05 mai 2006

Histoire: secondaire (1/2)

L'élément le plus fondamental d'une formation en histoire est la capacité de mentir sur l'importance de ce que l'on fait. Vous croyez que j'exagère? La dernière demande de bourse dans laquelle j'ai admis que mon travail était socialement insignifiant m'a valu une réponse selon laquelle ma candidature était excellente, mais qu'on ne m'avait pas sélectionné parce que la compétition était particulièrement forte cette année-là. J'aurais envoyé un poème sur les Calinours et une photo d'un chat avec une écorce de pomelo sur la tête qu'il m'auraient répondu que ma candidature était excellente, mais que la compétition était particulièrement forte cette année-là. Si vous pensez vraiment que ça veut dire que ma candidature était excellente mais que la compétition était particulièrement forte cette année-là, vous êtes probablement du genre à donner des ordres à ceux qui répondent à vos éternuements par "à vos souhaits".
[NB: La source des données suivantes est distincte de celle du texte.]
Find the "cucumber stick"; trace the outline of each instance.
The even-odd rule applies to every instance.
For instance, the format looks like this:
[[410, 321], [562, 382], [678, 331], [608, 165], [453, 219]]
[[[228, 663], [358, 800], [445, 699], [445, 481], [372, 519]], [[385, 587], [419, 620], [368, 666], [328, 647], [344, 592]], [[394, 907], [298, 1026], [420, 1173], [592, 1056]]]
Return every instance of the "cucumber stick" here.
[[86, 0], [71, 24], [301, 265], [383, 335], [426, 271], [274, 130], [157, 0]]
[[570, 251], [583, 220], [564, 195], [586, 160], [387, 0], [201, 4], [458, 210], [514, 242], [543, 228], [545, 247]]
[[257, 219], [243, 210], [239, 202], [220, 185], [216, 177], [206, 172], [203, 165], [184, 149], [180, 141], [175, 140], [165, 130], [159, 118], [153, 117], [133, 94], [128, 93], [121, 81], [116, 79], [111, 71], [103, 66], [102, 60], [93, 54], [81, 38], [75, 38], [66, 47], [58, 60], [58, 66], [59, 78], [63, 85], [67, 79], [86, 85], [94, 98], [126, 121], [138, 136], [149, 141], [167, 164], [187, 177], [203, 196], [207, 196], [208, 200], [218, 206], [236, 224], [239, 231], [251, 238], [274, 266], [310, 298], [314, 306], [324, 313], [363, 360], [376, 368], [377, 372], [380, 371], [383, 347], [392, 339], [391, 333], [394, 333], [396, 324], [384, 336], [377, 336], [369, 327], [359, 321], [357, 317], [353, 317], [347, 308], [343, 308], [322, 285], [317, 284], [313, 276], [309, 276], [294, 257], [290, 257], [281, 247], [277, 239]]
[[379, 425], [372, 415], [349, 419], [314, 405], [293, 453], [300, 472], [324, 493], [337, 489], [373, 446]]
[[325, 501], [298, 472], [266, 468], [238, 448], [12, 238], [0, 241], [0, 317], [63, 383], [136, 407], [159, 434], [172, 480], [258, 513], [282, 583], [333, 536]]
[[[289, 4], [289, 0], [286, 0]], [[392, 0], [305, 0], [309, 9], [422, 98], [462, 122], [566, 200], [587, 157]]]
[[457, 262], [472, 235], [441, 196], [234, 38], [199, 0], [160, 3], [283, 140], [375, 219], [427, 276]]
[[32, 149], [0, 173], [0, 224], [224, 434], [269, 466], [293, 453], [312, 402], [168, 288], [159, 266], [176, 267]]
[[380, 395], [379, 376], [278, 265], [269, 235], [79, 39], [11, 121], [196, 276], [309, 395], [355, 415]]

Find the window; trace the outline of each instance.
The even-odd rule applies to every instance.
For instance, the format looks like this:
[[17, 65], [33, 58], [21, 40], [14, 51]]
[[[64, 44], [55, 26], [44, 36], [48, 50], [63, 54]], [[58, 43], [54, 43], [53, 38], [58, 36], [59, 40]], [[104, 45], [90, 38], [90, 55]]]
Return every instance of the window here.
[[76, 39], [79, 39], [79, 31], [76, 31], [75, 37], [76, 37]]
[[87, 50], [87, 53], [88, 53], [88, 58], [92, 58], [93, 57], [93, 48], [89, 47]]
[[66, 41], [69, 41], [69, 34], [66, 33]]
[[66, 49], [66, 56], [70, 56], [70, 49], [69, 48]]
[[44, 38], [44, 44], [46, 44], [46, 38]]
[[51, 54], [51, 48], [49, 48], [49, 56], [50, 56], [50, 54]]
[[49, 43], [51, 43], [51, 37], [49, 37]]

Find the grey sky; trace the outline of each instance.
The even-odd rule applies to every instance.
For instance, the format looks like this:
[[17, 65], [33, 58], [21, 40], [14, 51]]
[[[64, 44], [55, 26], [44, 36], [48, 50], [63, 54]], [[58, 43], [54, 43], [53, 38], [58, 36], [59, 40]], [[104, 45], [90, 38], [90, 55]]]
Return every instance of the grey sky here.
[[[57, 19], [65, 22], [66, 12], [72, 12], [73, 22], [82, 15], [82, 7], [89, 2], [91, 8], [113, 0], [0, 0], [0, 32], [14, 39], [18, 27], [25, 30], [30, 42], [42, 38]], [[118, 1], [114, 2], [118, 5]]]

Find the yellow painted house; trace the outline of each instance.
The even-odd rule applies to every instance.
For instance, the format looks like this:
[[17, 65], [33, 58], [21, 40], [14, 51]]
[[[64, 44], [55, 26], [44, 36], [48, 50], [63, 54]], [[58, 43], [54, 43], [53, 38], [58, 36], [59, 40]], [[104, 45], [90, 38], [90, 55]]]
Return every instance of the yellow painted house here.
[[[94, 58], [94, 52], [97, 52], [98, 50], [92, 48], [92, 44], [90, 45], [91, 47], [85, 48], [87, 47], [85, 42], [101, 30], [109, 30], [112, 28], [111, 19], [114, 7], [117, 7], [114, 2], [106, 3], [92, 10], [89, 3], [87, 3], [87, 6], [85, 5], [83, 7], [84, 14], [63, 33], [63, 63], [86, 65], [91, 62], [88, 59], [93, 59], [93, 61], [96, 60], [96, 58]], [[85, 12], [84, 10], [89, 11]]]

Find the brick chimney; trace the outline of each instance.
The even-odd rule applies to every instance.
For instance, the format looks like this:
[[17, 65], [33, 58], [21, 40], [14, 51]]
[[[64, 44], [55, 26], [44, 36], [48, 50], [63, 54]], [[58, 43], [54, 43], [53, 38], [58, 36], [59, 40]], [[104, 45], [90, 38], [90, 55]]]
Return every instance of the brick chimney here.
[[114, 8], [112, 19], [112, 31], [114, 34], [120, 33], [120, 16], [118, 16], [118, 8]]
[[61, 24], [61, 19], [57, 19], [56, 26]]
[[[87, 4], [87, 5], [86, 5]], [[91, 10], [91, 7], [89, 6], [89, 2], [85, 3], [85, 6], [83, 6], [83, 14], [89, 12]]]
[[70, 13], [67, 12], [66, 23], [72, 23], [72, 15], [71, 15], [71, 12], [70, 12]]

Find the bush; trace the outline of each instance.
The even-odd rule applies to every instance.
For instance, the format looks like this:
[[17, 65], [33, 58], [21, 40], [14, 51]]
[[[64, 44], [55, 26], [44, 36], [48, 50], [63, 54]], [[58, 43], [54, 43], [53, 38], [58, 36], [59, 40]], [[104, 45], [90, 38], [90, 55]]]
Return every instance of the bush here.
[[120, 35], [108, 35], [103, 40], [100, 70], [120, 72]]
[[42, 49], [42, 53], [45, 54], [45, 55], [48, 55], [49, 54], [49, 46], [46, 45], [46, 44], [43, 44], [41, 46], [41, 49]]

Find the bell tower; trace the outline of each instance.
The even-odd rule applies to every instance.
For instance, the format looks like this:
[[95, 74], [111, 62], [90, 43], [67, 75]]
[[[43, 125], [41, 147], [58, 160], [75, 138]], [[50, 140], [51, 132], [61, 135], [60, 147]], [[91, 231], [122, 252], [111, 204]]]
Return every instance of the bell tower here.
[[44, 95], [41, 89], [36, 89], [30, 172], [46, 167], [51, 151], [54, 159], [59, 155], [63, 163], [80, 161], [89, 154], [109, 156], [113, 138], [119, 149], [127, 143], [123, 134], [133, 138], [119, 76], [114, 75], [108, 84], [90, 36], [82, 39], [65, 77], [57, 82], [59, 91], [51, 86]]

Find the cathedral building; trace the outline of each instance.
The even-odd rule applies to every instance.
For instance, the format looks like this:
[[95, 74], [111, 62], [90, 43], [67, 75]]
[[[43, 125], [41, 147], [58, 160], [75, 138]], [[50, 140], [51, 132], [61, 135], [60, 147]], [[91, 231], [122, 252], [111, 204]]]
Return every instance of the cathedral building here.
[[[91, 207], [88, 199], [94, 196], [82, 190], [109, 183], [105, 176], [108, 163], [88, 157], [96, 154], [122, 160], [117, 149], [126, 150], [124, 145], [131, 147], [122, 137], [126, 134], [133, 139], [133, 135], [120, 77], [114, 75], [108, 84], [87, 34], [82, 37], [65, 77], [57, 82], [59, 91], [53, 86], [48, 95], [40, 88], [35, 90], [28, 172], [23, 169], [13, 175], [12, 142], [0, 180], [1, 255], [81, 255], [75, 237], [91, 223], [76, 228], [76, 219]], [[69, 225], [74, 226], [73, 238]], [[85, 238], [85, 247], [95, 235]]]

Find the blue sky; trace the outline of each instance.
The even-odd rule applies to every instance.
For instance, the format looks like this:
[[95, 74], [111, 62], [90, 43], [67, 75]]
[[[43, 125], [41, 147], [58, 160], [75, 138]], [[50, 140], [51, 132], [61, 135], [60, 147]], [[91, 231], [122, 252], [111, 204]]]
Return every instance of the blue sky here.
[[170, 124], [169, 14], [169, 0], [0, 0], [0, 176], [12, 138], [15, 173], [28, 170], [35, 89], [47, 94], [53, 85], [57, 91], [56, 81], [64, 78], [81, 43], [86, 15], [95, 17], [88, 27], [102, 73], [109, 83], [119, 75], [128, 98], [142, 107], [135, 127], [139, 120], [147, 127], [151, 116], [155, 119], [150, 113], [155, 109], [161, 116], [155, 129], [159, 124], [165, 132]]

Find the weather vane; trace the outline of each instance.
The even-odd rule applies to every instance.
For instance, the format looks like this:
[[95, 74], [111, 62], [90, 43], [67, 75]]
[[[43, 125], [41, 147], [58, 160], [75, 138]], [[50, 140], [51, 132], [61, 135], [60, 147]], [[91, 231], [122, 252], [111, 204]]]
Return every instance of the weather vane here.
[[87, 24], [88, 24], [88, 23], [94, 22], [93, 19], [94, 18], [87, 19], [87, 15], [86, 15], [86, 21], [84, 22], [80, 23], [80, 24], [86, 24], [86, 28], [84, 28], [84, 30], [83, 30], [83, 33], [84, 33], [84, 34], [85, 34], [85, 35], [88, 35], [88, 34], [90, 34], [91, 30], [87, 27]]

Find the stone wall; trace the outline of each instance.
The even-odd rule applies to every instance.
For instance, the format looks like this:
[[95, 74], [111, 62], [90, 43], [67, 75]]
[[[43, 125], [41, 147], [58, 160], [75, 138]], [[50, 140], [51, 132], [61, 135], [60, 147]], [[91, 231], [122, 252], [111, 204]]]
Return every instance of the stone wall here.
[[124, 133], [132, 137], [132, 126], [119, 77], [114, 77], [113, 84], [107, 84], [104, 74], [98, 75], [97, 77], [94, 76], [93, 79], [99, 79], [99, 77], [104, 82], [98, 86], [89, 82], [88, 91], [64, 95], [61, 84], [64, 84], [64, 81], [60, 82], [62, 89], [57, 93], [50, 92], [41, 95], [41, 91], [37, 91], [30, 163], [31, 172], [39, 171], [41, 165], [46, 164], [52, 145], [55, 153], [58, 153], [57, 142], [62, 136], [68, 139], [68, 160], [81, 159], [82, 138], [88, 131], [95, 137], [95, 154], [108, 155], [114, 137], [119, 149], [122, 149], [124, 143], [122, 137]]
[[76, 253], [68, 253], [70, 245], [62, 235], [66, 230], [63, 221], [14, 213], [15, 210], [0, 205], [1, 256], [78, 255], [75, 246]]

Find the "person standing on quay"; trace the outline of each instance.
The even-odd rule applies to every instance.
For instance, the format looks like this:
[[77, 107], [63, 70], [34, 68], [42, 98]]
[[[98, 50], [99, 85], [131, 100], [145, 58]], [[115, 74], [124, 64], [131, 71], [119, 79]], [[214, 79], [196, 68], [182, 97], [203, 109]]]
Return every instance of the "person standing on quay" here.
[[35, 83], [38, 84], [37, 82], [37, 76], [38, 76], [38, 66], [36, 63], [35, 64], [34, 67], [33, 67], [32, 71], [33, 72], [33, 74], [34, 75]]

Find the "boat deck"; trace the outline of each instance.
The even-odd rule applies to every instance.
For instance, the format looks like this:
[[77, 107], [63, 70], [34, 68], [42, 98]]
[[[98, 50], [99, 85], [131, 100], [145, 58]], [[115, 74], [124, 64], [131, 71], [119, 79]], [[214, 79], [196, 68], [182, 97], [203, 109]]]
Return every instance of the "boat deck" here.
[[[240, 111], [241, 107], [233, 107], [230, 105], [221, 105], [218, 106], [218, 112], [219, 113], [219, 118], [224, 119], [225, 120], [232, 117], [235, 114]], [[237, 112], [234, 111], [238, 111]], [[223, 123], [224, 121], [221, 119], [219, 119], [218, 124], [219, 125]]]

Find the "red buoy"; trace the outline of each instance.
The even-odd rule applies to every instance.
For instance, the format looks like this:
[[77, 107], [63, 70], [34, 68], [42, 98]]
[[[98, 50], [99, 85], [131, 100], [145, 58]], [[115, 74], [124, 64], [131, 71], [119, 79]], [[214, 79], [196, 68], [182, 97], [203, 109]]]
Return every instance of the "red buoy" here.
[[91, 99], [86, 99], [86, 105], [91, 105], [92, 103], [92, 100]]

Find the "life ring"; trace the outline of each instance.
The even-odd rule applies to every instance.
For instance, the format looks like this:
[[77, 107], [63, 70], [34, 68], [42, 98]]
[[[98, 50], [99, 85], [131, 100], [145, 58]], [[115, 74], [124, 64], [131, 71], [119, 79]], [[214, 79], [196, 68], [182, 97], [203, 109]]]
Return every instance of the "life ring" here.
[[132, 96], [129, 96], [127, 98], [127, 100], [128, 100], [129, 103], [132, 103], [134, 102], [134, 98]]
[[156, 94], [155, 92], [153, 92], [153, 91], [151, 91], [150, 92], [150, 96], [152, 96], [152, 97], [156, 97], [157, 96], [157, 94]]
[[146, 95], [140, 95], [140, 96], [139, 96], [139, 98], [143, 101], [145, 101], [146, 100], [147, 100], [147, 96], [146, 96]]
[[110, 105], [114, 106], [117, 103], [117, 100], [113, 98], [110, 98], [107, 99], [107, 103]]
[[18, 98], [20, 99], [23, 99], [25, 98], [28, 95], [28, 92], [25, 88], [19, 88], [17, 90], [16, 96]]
Anyways, après qu'un cercle de p'tits cerveaux du ministère de l'éducation du Québec ait suggéré (ou alors menacé) de rendre l'enseignement de l'histoire au secondaire moins conflictuel, un peu tout le monde s'est mis à s'engueuler par lettres d'opinion interposées. On parle du comment, mais (peut-être parce que je suis loin et un peu dur d'oreilles) je n'en entends pas beaucoup qui cherchent à determiner pourquoi, voire même "si" on doit vraiment enseigner l'histoire au secondaire. Regardez mon courage, mon coeur d'airain, j'ose poser les vraies questions. D'ici pas longtemps on va me donner l'animation d'une émission d'affaires publiques à TQS.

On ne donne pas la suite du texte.